"Wages are clearly a factor in the troubles that the steel and auto industries had, but wages were not necessarily the defining factor," Shaiken said. "It's easy to make wages the culprit, but wages did not give you problems like the Ford Pinto. Wages did not give you the failure of the steel industry to modernize. But high wages may have worsened other problems."
The airline unions, like the steel workers and auto workers, are far weaker than in their heyday. But like the others, the airline unions hope to avoid the scrapheap by cooperating with employers, perhaps by granting concessions, to keep them competitive. At American and United, the pilots, machinists and flight attendants approved billions of dollars in labor savings because they were eager to rescue their companies and their jobs.

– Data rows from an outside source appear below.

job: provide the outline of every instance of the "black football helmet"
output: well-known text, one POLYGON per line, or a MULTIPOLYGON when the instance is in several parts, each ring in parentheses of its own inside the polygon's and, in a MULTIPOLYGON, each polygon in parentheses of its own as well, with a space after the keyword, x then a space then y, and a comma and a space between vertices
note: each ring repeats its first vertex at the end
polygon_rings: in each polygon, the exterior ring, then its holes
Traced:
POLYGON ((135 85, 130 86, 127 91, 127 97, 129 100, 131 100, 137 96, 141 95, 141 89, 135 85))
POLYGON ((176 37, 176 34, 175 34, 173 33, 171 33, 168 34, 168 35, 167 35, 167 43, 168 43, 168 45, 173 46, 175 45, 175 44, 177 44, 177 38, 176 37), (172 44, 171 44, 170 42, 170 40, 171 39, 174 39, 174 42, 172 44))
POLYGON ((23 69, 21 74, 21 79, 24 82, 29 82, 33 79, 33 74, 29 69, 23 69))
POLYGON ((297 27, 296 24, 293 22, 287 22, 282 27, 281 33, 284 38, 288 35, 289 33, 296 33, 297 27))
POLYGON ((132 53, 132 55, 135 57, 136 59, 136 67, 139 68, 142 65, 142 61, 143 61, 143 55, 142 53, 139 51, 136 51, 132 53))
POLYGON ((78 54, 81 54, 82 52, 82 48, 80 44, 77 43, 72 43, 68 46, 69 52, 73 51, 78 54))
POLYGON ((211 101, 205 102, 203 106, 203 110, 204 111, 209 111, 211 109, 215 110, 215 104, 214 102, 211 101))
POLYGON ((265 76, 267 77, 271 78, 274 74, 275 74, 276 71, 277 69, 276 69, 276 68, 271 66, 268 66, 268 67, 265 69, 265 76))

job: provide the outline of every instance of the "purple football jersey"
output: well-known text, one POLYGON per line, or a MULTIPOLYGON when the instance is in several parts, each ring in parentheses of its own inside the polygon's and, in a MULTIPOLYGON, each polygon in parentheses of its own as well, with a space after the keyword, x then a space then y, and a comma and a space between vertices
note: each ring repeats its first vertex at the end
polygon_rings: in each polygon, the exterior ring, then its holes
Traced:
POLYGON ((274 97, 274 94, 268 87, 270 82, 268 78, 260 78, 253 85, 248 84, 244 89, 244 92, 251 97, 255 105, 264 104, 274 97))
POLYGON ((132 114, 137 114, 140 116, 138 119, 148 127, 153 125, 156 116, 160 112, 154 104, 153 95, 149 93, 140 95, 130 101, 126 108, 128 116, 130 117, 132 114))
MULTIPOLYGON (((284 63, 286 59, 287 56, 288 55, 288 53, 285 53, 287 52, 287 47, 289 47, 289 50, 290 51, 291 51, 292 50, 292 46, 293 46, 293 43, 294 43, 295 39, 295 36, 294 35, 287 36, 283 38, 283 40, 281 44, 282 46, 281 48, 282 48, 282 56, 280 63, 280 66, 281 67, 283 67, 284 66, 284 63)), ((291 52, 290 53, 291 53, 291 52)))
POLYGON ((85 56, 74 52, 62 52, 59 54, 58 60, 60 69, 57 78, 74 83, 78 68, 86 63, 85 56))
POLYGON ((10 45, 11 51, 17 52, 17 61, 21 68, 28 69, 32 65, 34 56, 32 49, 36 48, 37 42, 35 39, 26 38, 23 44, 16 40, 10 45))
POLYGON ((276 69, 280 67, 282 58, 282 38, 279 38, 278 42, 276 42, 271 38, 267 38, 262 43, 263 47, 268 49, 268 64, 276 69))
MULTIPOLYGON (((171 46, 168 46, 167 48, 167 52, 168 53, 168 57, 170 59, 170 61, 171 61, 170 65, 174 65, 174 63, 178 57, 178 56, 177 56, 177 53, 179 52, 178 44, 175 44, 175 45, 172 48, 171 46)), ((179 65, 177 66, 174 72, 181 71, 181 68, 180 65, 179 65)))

"In times of trouble, American industry comes to unions to seek their help and almost always when the need is real, the unions give it," said Julius Getman, a labor law professor at the University of Texas. "This has happened in industry after industry. Of course as industries get weaker, the unions in those industries get weaker, too."
Some industry experts say the airlines can learn from the steel and auto industries. Labor relations in those industries were often rancorous, but when import competition caused a wave of plant closings and layoffs in the 1980s, unions joined with steel and automakers, as never before, to work together to increase productivity and quality.
"Those industries went from having a very adversarial labor-management relationships to being much more cooperative," said Paul F. Clark, a professor of labor studies at Pennsylvania State University.
He asserted that increased labor-management cooperation would be vital for saving several airlines from oblivion. But he said the executive bonuses and special pensions that American Airlines promised its top executives had badly undercut labor's willingness to cooperate with management.
"It was a critical point in labor relations, and what American Airlines did was probably the worst thing they can do at the worst time," he said. "If the airlines can move to a more cooperative relationship with labor, that can play a big role in pulling them out of this tailspin."